After a deadlock in forming a new government that lasted more than five months, King Mohammed VI decided to dismiss the designated Head of the Government, Abdelilah Benkirane, after he failed in his task to lead negotiations to form a new cabinet.
Benkirane will be replaced by another personality chosen by the King from the moderate islamist PJD party that won most seats in October 7 general elections, the Royal Office said in a statement.
“The King will receive this figure as soon as possible and will instruct him to form the new government,” says the royal office.
The King took the decision in his quality as supreme referee and custodian of the supreme interests of the nation and citizens and in conformity with his prerogatives under the 2011 Constitution with a view to safeguarding the nation’s democratic choice and the smooth functioning of its institutions, the statement explains.
The Royal decision was also taken in view of Benkirane’s failure to record any breakthrough in negotiations that resulted in a deadlock showing no signs of abating, recalled the statement.
The staggering formation of a new government was hinted at with a serious tone by King Mohammed VI, in his speech on the occasion of the Green March, when he said that “the future cabinet should not be the result of calculations aimed at fulfilling political parties’ wishes, based on electoral arithmetic, as if there were spoils to be shared out.” “The government should involve an efficient, coherent structuring effort, consonant with programs and priorities,” the King had said.
The Royal Office statement recalled that the King had repeatedly urged the designated Head of Government to speed up the formation of the new Government.
Last December, two Royal Advisors , Abdellatif Mennouni and Omar Kabbaj, met with Benkirane and expressed to him the concern of the Sovereign regarding the delay in forming the new government. Soon after that, the PJD said that the Istiqlal Party (PI) will not be part of the next government in a bid to overcome the deadlock and forge ahead with negotiations.
Yet, consultations led by Benkirane ended with a fiasco. After he secured the adherence of the PPS party to the coalition, his negotiations with the National Rally of Independents (RNI) ended up in an impasse.The RNI President Aziz Akhannouch conditioned the participation of his party by the withdrawal of the IP and the inclusion of his allies, the Constitutional Party (UC) and the Socialist Union of Popular Forces (USFP).

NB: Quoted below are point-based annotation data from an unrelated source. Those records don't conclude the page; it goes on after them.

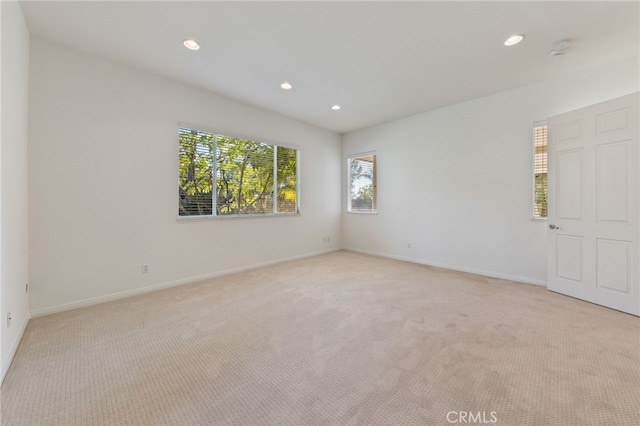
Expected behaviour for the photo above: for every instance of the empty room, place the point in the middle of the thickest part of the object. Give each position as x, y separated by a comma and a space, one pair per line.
319, 213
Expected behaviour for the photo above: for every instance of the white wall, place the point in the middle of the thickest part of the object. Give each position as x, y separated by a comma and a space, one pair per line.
456, 183
103, 183
13, 180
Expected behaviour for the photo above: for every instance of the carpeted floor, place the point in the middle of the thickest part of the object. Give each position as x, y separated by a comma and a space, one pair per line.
338, 339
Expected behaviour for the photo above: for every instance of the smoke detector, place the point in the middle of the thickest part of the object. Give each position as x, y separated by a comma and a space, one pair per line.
559, 47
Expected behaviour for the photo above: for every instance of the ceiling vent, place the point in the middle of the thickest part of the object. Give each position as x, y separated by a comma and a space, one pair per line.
560, 47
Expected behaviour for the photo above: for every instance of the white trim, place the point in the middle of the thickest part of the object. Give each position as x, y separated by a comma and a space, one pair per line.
168, 284
350, 157
482, 272
14, 349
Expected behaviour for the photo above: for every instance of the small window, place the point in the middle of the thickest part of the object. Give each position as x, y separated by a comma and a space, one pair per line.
540, 170
225, 176
362, 183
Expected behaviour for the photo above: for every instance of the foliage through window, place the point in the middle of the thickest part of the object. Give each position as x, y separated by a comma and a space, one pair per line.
362, 183
224, 176
540, 170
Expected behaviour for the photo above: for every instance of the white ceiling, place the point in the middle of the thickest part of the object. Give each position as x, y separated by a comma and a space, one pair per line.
378, 60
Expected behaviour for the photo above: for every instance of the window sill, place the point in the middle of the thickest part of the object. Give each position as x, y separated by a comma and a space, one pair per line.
235, 216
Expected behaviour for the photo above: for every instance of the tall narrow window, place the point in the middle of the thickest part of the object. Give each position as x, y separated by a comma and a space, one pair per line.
362, 183
540, 169
222, 175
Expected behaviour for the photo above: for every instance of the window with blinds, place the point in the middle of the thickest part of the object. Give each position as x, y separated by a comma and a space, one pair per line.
225, 176
540, 169
362, 183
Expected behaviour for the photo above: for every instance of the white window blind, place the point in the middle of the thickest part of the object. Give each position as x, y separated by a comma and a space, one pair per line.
362, 171
540, 169
221, 176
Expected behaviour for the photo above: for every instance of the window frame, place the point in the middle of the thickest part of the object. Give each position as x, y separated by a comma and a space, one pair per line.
536, 125
233, 135
350, 157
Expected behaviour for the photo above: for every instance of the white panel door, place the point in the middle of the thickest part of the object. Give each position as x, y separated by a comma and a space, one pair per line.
593, 214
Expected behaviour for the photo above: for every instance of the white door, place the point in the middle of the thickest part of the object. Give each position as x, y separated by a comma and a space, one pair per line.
593, 214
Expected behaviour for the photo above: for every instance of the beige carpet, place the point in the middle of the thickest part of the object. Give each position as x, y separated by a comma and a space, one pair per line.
339, 339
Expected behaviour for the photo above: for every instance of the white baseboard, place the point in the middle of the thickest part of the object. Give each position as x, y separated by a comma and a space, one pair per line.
14, 348
189, 280
484, 273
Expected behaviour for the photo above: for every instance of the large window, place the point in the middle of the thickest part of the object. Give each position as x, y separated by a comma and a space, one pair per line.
226, 176
362, 183
540, 170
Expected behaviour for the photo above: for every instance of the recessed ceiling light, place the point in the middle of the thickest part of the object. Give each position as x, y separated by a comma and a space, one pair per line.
191, 44
514, 39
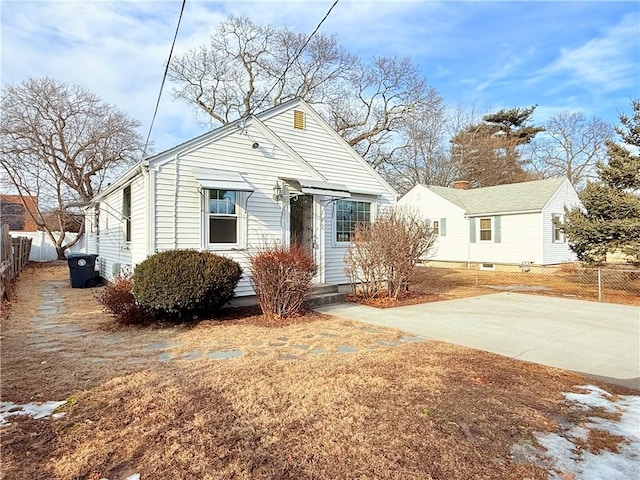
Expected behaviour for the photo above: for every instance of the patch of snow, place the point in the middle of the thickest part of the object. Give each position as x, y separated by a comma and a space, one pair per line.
563, 448
33, 409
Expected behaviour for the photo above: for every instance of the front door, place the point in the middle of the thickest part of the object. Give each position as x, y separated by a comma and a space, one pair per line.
301, 222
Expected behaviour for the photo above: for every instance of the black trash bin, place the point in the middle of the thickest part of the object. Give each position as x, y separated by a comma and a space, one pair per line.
82, 270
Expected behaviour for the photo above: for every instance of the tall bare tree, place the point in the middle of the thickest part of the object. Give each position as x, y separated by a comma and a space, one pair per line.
247, 67
571, 146
59, 143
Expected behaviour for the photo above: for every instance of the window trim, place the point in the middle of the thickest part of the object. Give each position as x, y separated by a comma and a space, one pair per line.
239, 208
126, 213
490, 230
334, 235
555, 230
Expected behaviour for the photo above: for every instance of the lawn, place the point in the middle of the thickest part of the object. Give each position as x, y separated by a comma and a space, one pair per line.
319, 398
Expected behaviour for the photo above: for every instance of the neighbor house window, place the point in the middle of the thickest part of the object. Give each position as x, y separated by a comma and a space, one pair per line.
298, 119
223, 217
558, 234
126, 212
350, 213
485, 229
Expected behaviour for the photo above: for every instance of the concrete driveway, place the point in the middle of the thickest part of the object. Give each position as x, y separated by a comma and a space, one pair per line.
601, 340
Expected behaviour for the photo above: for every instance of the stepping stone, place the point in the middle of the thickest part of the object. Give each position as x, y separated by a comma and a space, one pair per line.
346, 349
224, 354
409, 339
370, 330
162, 345
192, 355
165, 357
288, 356
50, 349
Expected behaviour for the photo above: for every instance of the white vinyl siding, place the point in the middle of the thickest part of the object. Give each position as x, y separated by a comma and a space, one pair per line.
557, 252
178, 213
116, 255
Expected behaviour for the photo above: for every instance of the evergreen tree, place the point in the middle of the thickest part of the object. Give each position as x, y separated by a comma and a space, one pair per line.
488, 153
609, 221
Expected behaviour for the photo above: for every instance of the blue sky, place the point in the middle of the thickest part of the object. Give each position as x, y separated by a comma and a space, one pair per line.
563, 56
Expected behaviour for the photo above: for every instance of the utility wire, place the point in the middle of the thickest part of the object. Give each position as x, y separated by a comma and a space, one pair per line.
295, 57
164, 77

For Benkirane, these conditions were “inacceptable”. He went as far as evoking that a “putsch” against democracy is taking place and that some parties are “maneuvering behind his back” to make the formation of the new government a “mission impossible”.
The stalemate in negotiations put the country on the verge of a political crisis and had an impact on the country’s public spending as the adoption of the 2017 appropriation bill hinges on the formation of a new government.
After five years in government, the PJD won 125 seats in October’s elections followed by its archrival the Authenticity and Modernity Party (PAM) with 102 seats, while the conservative PI won 46 seats.
The fragmentation of Morocco’s political landscape makes no party able to win an outright majority. To secure the majority of seats needed to form a coalition government, the PJD has at least to enter into a coalition with 4 parties, putting the distribution of ministerial portfolios on a rocky road, not to speak of compromises on the policies of the different partners in the future government.
With 12 parties represented in the lower house, the Moroccan stalemate indicates how too many parties can spoil politics giving way to incoherent governmental coalitions involving odd bedfellows including Islamists, former communists and conservatives as was the case with the previous government.